I went on my annual holiday back home to Chennai, India a few weeks ago and wanted to share a few insights from the reprieve. India as always hits you like a ton of bricks the second you step off the plane, the humidity, smell of musty carpets, the noisy chatter. Once out of the airport and your head is soon reeling with the sounds of traffic, neon lights and your body is working overdrive to cope with the heat. India is one of those countries steeped in heritage and tradition but strangely enough not a lot of that is visible at a first glance anymore. One of the fastest growing economies at the moment! and believe you me, it shows. Every direction you turn there are signs of western infiltration, wealth and development. But you get the feeling of chaos and the sense of an old country that had been blissfully lost in meditation being rudely broken from the trance and thrown head first into the murky waters of economic progress. Hey don’t get me wrong….it fills me with pride that Indians are finally seeing the light of day and yes that everyone can now have a mobile phone - and an iphone at that probably, right from the newspaper delivery boy to the lady who sells flowers at the street corner. But who’s to say what darkness is and that this is light. It’s relative and relativity can be as fickle as the cloud cover over London.

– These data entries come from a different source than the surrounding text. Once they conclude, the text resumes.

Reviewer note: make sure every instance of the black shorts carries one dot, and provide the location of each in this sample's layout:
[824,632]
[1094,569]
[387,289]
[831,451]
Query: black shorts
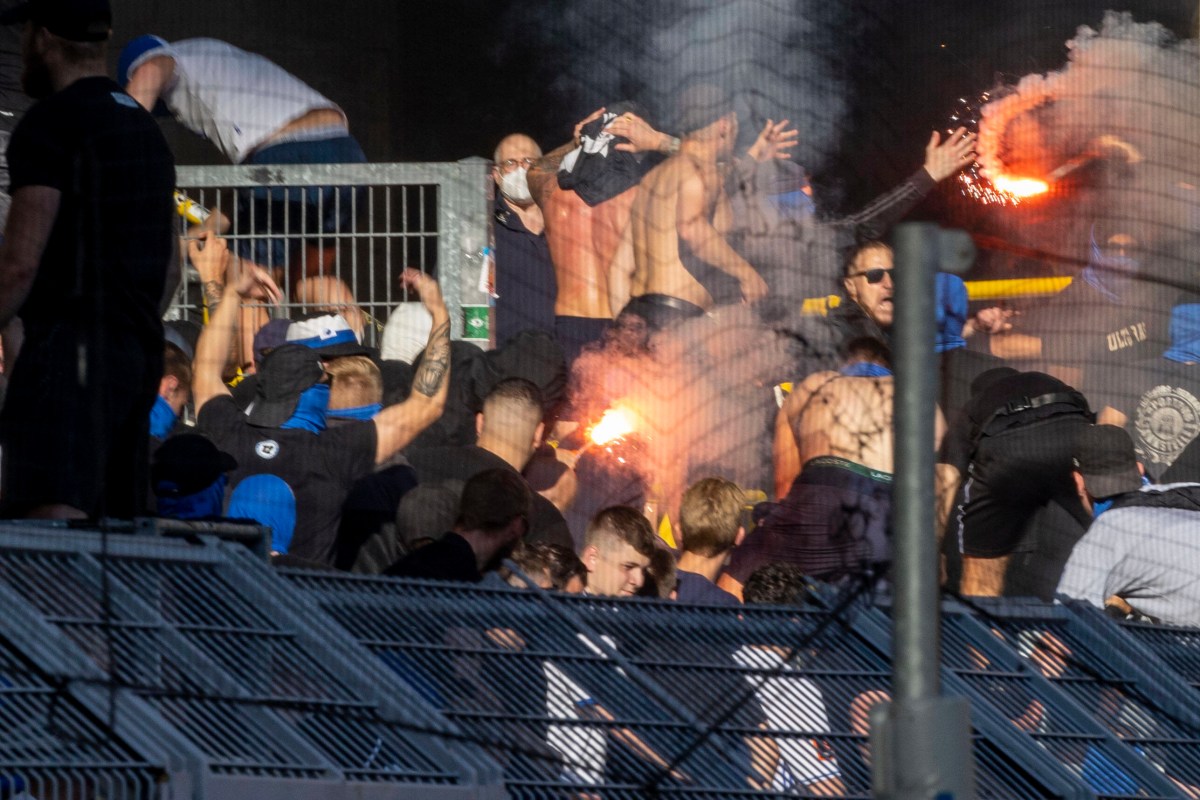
[576,332]
[1011,477]
[661,312]
[84,446]
[834,522]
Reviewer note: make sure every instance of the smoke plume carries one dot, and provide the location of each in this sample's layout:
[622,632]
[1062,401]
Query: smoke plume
[1126,108]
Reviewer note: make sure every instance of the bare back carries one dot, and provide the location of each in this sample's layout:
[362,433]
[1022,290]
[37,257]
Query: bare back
[832,414]
[655,223]
[582,242]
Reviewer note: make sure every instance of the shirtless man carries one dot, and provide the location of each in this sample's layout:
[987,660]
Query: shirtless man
[681,216]
[833,471]
[583,239]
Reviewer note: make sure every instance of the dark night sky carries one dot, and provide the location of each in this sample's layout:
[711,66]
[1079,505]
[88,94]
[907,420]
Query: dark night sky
[444,80]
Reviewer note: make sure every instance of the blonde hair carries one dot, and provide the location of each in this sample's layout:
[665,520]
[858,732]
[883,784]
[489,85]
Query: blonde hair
[354,380]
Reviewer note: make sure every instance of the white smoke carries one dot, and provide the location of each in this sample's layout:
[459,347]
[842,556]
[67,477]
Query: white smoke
[779,58]
[702,397]
[1129,82]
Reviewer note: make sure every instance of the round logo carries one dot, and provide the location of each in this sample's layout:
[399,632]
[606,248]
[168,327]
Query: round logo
[268,449]
[1167,420]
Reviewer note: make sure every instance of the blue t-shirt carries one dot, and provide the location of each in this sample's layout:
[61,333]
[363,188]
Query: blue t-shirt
[697,589]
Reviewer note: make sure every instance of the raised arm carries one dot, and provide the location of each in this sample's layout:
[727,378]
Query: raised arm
[253,284]
[397,425]
[707,242]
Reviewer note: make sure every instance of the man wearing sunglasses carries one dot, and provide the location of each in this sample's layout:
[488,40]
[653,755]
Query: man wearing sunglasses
[868,306]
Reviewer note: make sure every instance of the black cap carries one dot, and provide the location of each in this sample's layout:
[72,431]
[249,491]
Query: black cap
[1105,457]
[186,464]
[286,372]
[77,20]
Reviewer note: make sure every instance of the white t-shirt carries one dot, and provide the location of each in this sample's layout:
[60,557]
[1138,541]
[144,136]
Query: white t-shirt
[791,704]
[233,97]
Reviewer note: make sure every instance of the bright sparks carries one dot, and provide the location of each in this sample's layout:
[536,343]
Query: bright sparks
[1020,186]
[613,425]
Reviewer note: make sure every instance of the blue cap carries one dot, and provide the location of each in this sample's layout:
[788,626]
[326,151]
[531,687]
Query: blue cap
[133,54]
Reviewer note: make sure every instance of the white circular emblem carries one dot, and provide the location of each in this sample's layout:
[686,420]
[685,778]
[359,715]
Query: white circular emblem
[1167,420]
[268,449]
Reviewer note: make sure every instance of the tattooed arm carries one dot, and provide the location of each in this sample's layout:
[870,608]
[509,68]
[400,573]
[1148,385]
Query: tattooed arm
[397,425]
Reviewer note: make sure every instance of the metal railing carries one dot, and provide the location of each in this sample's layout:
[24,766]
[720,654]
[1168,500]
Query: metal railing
[358,223]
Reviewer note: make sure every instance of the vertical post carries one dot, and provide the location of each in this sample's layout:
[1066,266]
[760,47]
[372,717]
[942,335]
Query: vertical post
[915,569]
[922,741]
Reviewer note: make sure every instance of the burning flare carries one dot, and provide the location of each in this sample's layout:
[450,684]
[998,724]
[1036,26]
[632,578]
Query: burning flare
[613,425]
[1020,187]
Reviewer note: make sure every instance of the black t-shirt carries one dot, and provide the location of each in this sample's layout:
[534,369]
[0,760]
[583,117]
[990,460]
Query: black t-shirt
[321,469]
[1081,328]
[1162,402]
[106,155]
[449,558]
[979,413]
[525,277]
[437,464]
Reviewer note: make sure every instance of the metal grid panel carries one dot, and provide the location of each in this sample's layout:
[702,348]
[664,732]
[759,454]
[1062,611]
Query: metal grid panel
[486,659]
[53,747]
[359,223]
[1179,648]
[241,679]
[1062,686]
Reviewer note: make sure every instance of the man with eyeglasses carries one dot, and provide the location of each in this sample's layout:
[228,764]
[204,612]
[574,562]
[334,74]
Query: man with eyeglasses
[869,306]
[525,276]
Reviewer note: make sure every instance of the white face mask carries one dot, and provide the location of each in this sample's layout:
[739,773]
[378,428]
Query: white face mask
[515,187]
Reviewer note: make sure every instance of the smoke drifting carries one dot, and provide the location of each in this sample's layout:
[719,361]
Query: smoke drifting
[779,58]
[702,400]
[1132,84]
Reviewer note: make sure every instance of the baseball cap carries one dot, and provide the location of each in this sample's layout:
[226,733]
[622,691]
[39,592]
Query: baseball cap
[187,463]
[135,53]
[76,20]
[329,334]
[287,371]
[1105,457]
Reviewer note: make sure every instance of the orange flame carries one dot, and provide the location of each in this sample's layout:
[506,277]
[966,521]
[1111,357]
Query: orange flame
[615,423]
[1020,186]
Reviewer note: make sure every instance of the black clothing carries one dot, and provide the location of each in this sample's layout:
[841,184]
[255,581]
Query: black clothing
[438,464]
[850,322]
[661,311]
[1161,400]
[835,522]
[97,290]
[449,558]
[525,277]
[577,332]
[321,469]
[1012,444]
[1085,328]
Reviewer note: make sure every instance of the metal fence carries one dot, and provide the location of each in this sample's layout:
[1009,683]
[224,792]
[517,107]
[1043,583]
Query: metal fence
[358,223]
[145,667]
[1110,727]
[215,672]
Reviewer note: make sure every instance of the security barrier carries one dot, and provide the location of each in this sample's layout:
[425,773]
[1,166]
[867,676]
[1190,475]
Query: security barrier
[145,667]
[358,223]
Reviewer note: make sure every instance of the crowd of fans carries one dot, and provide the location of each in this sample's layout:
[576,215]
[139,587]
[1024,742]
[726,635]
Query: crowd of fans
[433,458]
[430,457]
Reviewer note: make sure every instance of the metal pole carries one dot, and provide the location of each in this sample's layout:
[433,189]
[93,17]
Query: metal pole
[922,741]
[915,569]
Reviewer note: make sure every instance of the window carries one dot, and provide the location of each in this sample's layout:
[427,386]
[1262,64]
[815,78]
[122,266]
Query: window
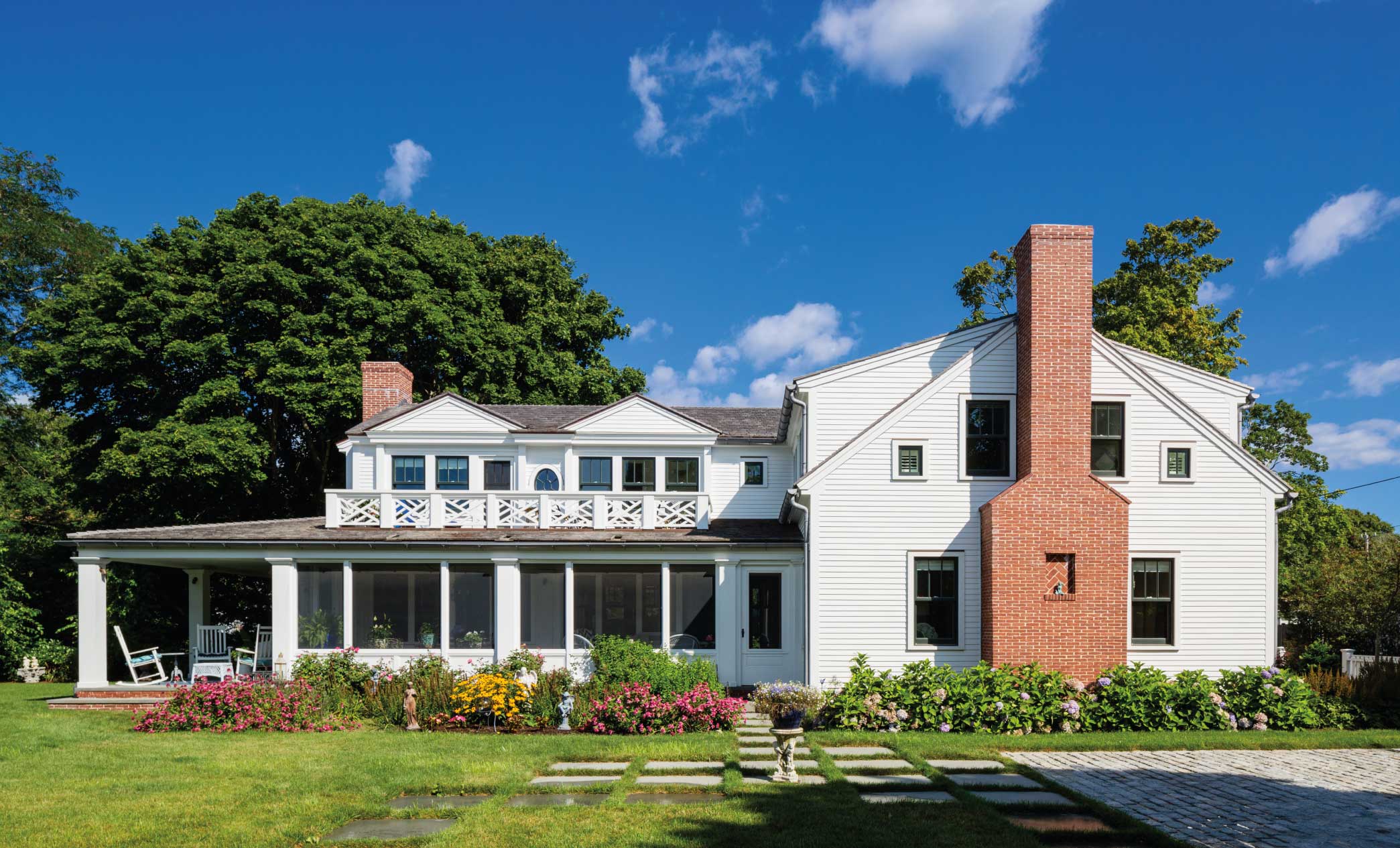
[595,473]
[987,438]
[692,606]
[470,597]
[320,606]
[618,601]
[407,472]
[1106,444]
[682,475]
[497,473]
[936,601]
[397,606]
[1153,591]
[452,472]
[542,606]
[639,475]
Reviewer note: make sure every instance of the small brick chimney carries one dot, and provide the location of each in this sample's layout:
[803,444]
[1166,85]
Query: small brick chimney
[384,385]
[1055,545]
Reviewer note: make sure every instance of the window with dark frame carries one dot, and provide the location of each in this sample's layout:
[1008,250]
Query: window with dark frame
[936,601]
[1153,601]
[496,475]
[682,475]
[595,473]
[989,438]
[409,472]
[1106,440]
[639,473]
[452,472]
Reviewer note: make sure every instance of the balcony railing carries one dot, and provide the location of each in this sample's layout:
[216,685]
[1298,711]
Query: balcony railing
[533,509]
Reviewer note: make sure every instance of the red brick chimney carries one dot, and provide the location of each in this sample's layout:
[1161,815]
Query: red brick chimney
[1055,545]
[384,385]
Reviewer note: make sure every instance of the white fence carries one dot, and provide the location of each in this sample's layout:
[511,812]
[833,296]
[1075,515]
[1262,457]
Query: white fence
[1353,662]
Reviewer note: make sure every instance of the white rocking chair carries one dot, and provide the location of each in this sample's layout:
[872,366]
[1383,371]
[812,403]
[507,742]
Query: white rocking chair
[259,660]
[146,658]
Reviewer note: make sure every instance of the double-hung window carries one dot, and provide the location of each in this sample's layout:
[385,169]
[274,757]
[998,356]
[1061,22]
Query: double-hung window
[1154,591]
[407,472]
[1106,457]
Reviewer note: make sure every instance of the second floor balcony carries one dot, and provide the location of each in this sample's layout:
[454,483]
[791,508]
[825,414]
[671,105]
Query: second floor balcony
[533,509]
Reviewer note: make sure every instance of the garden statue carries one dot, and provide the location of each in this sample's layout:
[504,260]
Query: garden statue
[564,709]
[411,709]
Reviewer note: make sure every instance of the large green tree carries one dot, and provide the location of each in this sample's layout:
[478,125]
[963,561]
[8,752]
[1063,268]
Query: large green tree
[212,369]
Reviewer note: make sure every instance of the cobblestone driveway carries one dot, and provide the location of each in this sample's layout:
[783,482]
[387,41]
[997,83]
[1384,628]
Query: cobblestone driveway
[1339,798]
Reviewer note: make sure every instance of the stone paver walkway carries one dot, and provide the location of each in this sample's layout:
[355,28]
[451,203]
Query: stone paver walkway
[1232,799]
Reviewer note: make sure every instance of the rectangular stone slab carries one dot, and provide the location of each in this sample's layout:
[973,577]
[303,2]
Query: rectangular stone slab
[996,781]
[884,764]
[885,780]
[574,780]
[966,764]
[1042,798]
[681,780]
[933,796]
[389,829]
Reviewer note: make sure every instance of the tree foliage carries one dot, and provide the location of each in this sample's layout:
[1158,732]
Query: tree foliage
[212,369]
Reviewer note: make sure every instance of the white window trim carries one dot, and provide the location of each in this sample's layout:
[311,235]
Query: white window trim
[893,461]
[962,437]
[1127,434]
[762,461]
[1176,601]
[962,599]
[1190,477]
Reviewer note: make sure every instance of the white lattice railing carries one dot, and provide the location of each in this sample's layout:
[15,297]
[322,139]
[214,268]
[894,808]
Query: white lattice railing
[532,509]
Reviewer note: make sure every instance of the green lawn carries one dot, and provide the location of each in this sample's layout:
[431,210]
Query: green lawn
[83,778]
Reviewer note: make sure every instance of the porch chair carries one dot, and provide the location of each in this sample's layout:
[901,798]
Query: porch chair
[143,658]
[259,660]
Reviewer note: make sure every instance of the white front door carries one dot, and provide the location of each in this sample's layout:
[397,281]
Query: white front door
[769,627]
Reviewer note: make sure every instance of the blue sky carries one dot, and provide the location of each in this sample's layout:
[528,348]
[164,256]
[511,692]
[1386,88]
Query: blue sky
[766,188]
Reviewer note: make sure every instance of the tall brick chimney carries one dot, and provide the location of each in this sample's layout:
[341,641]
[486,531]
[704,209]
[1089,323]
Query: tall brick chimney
[384,385]
[1055,545]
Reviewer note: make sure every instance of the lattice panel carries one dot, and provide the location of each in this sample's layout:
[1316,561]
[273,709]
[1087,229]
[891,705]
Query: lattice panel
[360,511]
[675,513]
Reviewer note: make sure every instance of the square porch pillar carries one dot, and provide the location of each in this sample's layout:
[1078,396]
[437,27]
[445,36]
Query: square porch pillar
[91,621]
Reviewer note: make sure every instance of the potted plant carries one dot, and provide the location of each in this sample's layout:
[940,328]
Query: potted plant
[787,703]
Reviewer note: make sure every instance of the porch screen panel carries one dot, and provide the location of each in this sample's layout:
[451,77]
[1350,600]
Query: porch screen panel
[472,606]
[320,606]
[542,606]
[397,606]
[618,601]
[692,606]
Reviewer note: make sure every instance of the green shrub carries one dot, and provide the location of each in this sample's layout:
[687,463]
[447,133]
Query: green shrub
[619,661]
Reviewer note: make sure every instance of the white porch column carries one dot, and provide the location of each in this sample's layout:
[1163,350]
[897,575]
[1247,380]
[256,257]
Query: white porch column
[507,605]
[92,621]
[283,611]
[196,581]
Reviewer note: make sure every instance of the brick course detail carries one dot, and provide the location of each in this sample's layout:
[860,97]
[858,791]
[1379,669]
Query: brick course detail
[1056,507]
[384,385]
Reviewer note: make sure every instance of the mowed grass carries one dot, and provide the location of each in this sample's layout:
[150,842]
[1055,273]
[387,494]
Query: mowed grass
[83,778]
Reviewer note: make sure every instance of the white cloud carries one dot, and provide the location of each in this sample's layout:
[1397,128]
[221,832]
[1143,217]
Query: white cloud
[1210,293]
[724,80]
[1333,229]
[978,51]
[1279,381]
[411,164]
[1375,441]
[1370,379]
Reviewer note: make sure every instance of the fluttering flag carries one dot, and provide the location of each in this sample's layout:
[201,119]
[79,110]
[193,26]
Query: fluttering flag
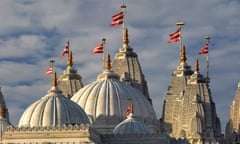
[66,49]
[117,19]
[128,110]
[204,50]
[49,71]
[175,36]
[99,49]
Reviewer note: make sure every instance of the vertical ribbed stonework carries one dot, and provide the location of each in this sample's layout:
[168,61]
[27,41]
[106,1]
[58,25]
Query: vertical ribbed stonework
[189,110]
[127,66]
[70,81]
[232,128]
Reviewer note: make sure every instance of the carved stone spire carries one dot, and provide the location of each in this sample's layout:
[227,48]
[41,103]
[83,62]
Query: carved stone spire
[70,59]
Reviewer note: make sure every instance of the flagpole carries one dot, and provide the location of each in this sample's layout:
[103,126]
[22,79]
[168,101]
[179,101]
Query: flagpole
[123,7]
[103,54]
[180,24]
[68,43]
[207,60]
[51,65]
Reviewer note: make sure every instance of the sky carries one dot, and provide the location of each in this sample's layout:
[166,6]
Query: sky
[34,32]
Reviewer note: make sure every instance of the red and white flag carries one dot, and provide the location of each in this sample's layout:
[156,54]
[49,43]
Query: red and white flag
[99,49]
[204,50]
[49,71]
[175,36]
[128,110]
[66,49]
[117,19]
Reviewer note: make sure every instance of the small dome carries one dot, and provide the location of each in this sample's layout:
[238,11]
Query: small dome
[54,109]
[105,101]
[131,126]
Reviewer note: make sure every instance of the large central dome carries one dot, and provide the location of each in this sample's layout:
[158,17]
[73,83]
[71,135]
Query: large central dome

Bring on the idli ,dosa and inner peace! Strange combination indeed but then again this is India we are talking about, the country that gave the rest of the world the sacred treasures of yoga, meditation, and astrology and the country that was years ahead of its times centuries ago but too nonchalant to even flaunt it, populated to the seams, where road traffic breathes a life of its own, the land of software engineers galore, a spiritual warehouse, a conundrum, a question, possibly the answer....I could go on for a while. Bottom line is she is all that and more and yet in a weird way beautifully so.
Sitting on the sandy shores of the marina beach, I couldn’t help but get the feeling that India was changing beyond recognition and it scared me what she was morphing into. But almost as a comforting sign from the cosmos at every stage, I saw the faces of the people that I used to feel a kinship with - the boisterous boy selling sundal from his tin box, the cajoling screams of the lady who sells the mulaga bhajis from her stall, the priest at the temple who always manages to remember you, the neighbours and family who come to greet you and insist you must come home for a bite (yeah like your stomach can possibly take anymore food). The people are still the same.....more flashy perhaps but still the same.
The sun was setting and everyone seemed to shut up but for a few seconds to enjoy the scene. It was a truly unique contradiction - on one side of the horizon the wild waves, a glorious sunset and a sense of tranquillity and alignment with nature akin to ancient India and on the other side the lights and sounds of the city that seemed to never sleep, screaming out the sounds of a country kicking and fighting its way into the new world. And it dawned on me then that change is the one thing that never changes and home may not be what you remembered or cling to in your heart yet it is still home and that oneness you feel with the people around you will hopefully always retain the glorious hues of that setting Indian summer sun no matter where you live.